Contrôle qui s’étend même aux fonctionnaires et agents administratifs investis de pouvoirs de la
POLICE JUDICIAIRE.
 Ainsi Tout manquement relevé à l’encontre d’un officier  de police judiciaire ou d’un officier ou
agent susvisé dans l’exercice de ses fonctions  de police judiciaire est déféré à la chambre
correctionnelle de la Cour d’appel par le procureur général du Roi auprès de la dite Cour.
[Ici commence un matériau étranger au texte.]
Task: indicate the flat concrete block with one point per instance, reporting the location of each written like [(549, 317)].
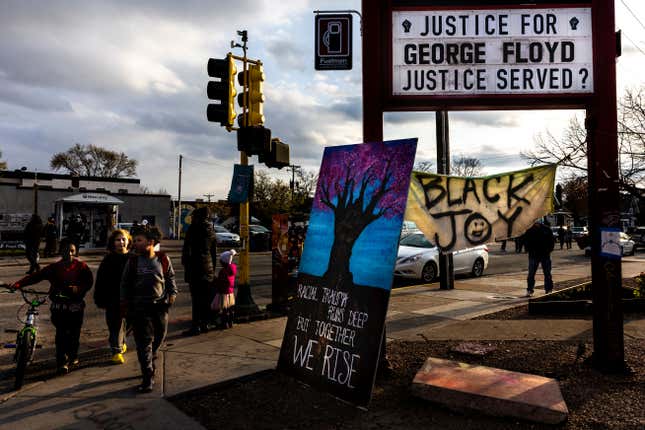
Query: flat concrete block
[(466, 387)]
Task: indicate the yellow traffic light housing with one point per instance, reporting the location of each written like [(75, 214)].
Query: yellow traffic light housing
[(252, 98), (222, 90)]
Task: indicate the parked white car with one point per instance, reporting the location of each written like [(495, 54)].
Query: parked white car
[(627, 245), (419, 259), (225, 237)]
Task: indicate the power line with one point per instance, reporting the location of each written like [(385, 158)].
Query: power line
[(634, 43), (205, 162), (633, 14)]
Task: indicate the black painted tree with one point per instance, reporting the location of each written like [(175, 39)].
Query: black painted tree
[(359, 187)]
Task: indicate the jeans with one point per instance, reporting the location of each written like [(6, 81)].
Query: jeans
[(68, 332), (534, 262), (116, 327), (150, 325), (201, 297)]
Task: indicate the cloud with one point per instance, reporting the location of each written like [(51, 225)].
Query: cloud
[(33, 98)]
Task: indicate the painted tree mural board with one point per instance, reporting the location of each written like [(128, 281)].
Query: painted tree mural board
[(457, 213), (335, 324)]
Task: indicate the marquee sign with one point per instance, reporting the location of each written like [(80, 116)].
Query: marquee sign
[(492, 51)]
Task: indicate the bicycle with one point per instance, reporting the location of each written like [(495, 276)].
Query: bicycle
[(26, 337)]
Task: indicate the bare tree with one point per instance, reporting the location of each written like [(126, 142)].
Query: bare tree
[(92, 160), (424, 166), (305, 185), (570, 150), (466, 166)]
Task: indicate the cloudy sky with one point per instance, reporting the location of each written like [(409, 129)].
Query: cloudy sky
[(131, 77)]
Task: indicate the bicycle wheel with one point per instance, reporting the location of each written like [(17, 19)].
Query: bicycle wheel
[(24, 351)]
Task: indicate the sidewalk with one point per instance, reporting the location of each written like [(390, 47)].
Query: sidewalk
[(103, 396)]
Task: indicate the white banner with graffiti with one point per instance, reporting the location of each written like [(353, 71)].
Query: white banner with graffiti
[(457, 213)]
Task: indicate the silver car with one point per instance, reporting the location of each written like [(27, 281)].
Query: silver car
[(418, 258), (225, 237)]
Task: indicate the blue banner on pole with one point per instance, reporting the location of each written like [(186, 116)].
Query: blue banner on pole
[(242, 184)]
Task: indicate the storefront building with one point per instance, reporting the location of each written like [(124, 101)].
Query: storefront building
[(93, 205)]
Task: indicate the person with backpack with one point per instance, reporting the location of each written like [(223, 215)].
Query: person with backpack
[(148, 290), (199, 257), (539, 243), (70, 280), (107, 290)]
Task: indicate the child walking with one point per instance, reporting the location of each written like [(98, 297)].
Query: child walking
[(70, 280), (224, 301)]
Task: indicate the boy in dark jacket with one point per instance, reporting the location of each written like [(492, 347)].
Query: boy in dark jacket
[(199, 256), (70, 280), (107, 291), (539, 243), (148, 290)]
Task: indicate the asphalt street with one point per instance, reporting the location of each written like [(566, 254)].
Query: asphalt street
[(94, 332)]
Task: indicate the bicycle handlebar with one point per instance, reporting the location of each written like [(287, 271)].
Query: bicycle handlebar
[(24, 292)]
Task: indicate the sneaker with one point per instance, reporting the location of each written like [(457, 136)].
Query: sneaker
[(195, 331), (146, 386)]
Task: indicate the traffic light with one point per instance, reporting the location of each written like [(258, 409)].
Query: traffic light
[(222, 90), (252, 98), (277, 156), (254, 140)]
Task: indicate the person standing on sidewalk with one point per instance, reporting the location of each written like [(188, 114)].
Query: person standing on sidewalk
[(70, 280), (148, 290), (224, 301), (539, 243), (199, 257), (33, 232), (107, 290)]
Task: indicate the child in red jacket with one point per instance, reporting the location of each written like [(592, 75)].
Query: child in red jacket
[(70, 280)]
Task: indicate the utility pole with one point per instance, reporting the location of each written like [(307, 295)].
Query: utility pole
[(604, 197), (245, 305), (293, 179), (446, 266), (179, 200)]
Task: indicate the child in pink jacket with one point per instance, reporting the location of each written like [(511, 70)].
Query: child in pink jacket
[(224, 301)]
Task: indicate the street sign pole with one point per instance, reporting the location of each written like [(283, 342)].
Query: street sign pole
[(446, 265)]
Après enquêtes et auditions de mise en cause, si les faits se révèlent fondés, la chambre
correctionnelle peut sans préjudice d’autres sanctions relevant du pouvoir disciplinaire du
supérieur hiérarchique, adresser au membre fautif de la police judiciaire des observations ou
prononcer sa suspension temporaire (durée inférieure  à une année) ou sa déchéance
définitive  de sa fonction (art 29  35). La décision prononcée peut faire l’objet d’un pourvoi en
cassation dans les conditions du droit commun (art 30).
 
B : la responsabilité pénale et civile :
Au cas où un membre de la police judiciaire commet une infraction pénale dans l’exercice de ses
fonctions, il engage sa responsabilité pénale dans les conditions du droit commun. Toutefois des
règles de compétences particulières sont prévues à cet égard par l’article 268 du Code de
Procédure Pénale marocain ainsi le premier président de la Cour d’appel saisie par le procureur
général auprès de cette Cour décide s’il le faut d’ouvrir une enquête, et dans l’affirmative,
désigne un conseiller chargé de l’instruction au sein de la Cour ; s’il s’agit d’un crime, celui là
rend une ordonnance  de renvois devant la chambre criminelle, mais s’il s’agit d’un délit, il renvois
l’affaire devant un tribunal de première instance en dehors de la circonscription où l’inculpé
exerce ses fonctions. Lorsque celui-ci est habilité à exercer ses fonctions sur Tout le territoire
national, c’est la Cour suprême qui est compétente à son égard  « Article 267 : Lorsque
l'imputation vise un ministre conseiller de la couronne, un membre du Gouvernement, un
magistrat de la Cour suprême, un gouverneur de province, un premier président de cour d'appel
ou un magistrat chef d'un parquet général, la chambre criminelle de la Cour suprême, sur
réquisitions du procureur général près ladite cour, ordonne, s'il y a eu, que l'affaire soit instruite
par un ou plusieurs de ses membres. ». De part cette particularité de procédure, le législateur
entend éviter qu’un magistrat se montre indulgent à l’égard d’un officier  de police judiciaire de
son ressort.
Au regard de la responsabilité civile, il n  y a pas de particularité de procédure, Toute personne
qui s’estime être victime de dommages causés par un membre de la police judiciaire, peut mettre
celui-ci en cause pour lui réclamer une réparation dans les conditions du droit commun.